Ingredients:
- 500g (approx. 2 cups) thick curd (yogurt)
- 1 medium cucumber – peeled and finely chopped
- ½ medium tomato – finely chopped
- ½ medium onion – finely chopped
- ½ tsp black salt (adjust to taste)
- ½ tsp roasted cumin powder
- ½ tsp freshly ground black pepper
- 1 tbsp fresh coriander – finely chopped
Instructions:
- In a mixing bowl, whisk the curd until smooth and creamy.
- Add chopped cucumber, tomato, and onion to the curd.
- Sprinkle black salt, cumin powder, and black pepper.
- Mix everything well until combined.
- Add chopped coriander and mix again.
- Chill the raita before serving or serve immediately with jeera rice or pulao.
Nutritional Information (General):
- Calories: 85 kcal
- Carbohydrates: 6g
- Protein: 4g
- Fat: 4g
- Fiber: 1g
- Calcium: 12%
- Vitamin C: 10%
Cooking Tips & Variations:
- Add beetroot or grated carrots for a colorful twist.
- Mint leaves can be added for extra freshness.
- Use hung curd for thicker consistency.
- Add a tadka (tempering) of mustard seeds and curry leaves for South Indian flavor.
Common Mistakes & Fixes:
- Mistake: Watery raita
Fix: Use thick curd or strain regular curd for 30 mins before use. - Mistake: Raita turns sour quickly
Fix: Use fresh curd and serve immediately or refrigerate.
Chef’s Tips & Tricks:
- Always whip curd first to avoid lumps.
- Use roasted cumin powder for a deep, smoky flavor.
- Chill for 15 minutes before serving for best taste.
Brand Suggestions:
- Curd/Yogurt: Yeo Valley, Tesco Greek Style Yogurt, or Asda Natural Yogurt
- Cumin Powder: TRS or East End
- Black Salt: Natco Kala Namak
- Fresh Vegetables: Tesco, Sainsbury’s, or local Indian grocery stores
Equipment & Tools:
- Mixing bowl
- Whisk or spoon
- Chopping board & knife
- Measuring spoons
Pairing Suggestions:
- Serve with jeera rice, vegetable pulao, or stuffed paratha.
- Can also be enjoyed as a standalone cooling snack on hot days.
Allergen Information:
- Dairy: Contains milk – unsuitable for those with dairy allergies.
- Gluten-Free: Yes (if spices are gluten-free)
- Vegan Option: Use plant-based yogurt like coconut or soy yogurt.
Recipe Instructions Step by Step:
Step 1: Whisk the Curd
Take 500g thick curd in a mixing bowl and whisk it until smooth.
Step 2: Chop and Add Vegetables
Finely chop 1 cucumber, ½ tomato, and ½ onion.
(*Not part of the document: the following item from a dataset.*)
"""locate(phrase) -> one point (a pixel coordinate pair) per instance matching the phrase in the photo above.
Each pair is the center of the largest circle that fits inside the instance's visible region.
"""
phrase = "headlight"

Add them to the curd.
Step 3: Season the Raita
Add ½ tsp black salt, ½ tsp roasted cumin powder, and ½ tsp black pepper.
Step 4: Garnish and Mix
Add chopped coriander. Mix well until all ingredients are evenly incorporated.
Step 5: Serve
Serve immediately or chill for 15–20 minutes before serving with rice dishes.